Quelle est la portée de la convention de partenariat signée en octobre dernier entre le programme Zinder Saboua et la CNSS et portant sur la construction de deux villas de standing ministériel ? Avez-vous des conventions du même type avec d’autres organismes ?

La convention signée dans ce cadre a pour objet de désigner la CNSS comme partenaire officiel de Zinder Saboua et s’inscrit dans la logique d’accompagner le président de la République et le gouvernement dans l’ambitieux programme de modernisation des grandes villes à travers la fête tournante de la célébration de la République du 18 décembre. Cette convention couvre deux volets : le premier, comme vous l’avez signalé, concerne la construction de deux villas de standing ministériel, et le deuxième porte sur la prise en compte de la CNSS dans le plan de communication des festivités dont, entre autres, le stand de la CNSS sur le site des expositions, l’intégration au plan média et la présence du logo de la CNSS sur tous les supports de promotion. Par rapport à la deuxième partie de votre question, je vous confirme qu’avant de signer la convention de Zinder Saboua, la CNSS en avait signé deux autres avec l’Agence nationale pour l’organisation de la Conférence de l’Union africaine Niger 2019.

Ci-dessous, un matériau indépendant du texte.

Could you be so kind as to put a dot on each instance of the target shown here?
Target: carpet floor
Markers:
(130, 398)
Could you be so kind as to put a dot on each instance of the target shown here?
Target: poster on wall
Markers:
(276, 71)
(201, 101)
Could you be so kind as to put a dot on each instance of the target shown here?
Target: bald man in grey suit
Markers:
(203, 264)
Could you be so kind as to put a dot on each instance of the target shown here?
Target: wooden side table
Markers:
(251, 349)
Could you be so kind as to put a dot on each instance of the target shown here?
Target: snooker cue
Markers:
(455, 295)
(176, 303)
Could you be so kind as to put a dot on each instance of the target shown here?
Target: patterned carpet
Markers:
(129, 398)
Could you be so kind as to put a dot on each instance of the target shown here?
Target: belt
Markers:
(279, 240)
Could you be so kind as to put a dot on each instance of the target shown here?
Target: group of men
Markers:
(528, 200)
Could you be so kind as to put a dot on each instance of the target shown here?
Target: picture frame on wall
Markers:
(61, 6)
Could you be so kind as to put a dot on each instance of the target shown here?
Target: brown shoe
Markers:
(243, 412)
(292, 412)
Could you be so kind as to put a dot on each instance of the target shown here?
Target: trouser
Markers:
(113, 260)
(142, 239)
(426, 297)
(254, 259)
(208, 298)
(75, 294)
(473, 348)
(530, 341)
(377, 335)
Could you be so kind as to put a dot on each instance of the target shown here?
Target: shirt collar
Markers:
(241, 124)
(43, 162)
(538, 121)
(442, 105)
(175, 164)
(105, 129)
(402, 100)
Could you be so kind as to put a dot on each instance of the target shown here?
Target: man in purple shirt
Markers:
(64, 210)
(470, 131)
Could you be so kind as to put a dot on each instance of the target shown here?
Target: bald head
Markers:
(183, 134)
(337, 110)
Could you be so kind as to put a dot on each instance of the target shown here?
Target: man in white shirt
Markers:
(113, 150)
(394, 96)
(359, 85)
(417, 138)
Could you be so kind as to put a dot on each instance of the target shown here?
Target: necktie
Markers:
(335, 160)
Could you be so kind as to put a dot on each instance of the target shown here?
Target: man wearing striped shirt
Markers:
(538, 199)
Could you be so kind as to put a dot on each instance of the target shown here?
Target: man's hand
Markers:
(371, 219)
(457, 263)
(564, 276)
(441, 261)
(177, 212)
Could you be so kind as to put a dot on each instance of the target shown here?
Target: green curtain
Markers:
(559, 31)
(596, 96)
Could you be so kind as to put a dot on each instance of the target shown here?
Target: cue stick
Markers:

Quelle place a été accordée à la sécurité sociale dans le Programme de Renaissance acte II du président de la République ?

La protection sociale, faut-il le rappeler, est l’un des axes majeurs du Programme de Renaissance du président de la République. La protection sociale recouvre un ensemble de politiques et de programmes publics et privés visant à prévenir, réduire et éliminer les aspects économiques et sociaux de la vulnérabilité face à la pauvreté. En d’autres termes, elle désigne tous les mécanismes de prévoyance collective qui permettent aux individus ou aux ménages de faire face financièrement aux conséquences des risques sociaux, soit les situations pouvant provoquer une baisse des ressources ou une hausse des dépenses comme la vieillesse, la maladie, l’invalidité, le chômage, les ch rges de famille… En ce qui concerne la composante sécurité sociale gérée par la CNSS, il a été émis en 2017 plus de 15 milliards de FCFA au titre du paiement des prestations sociales régulièrement versées aux bénéficiaires et près de 2 milliards au titre du financement des prestations de l’action sanitaire et sociale au profit des assurés, de leurs ayants droit et de l’ensemble de la population. Par le volume important des investissements dans divers secteurs – placements financiers, prises de participation et octroi de subventions à diverses organisations socio-professionnelles – et des dépenses en prestations sociales, notre institution contribue incontestablement au développement économique et social du pays et lutte contre les différentes formes de vulnérabilité des travailleurs et de leurs familles, susceptibles de les enliser dans la pauvreté, notamment avec les activités d’action sanitaire et sociale menées au niveau des centres médico-sociaux de la CNSS, qui étendent leurs prestations à l’ensemble des populations qui les fréquentent.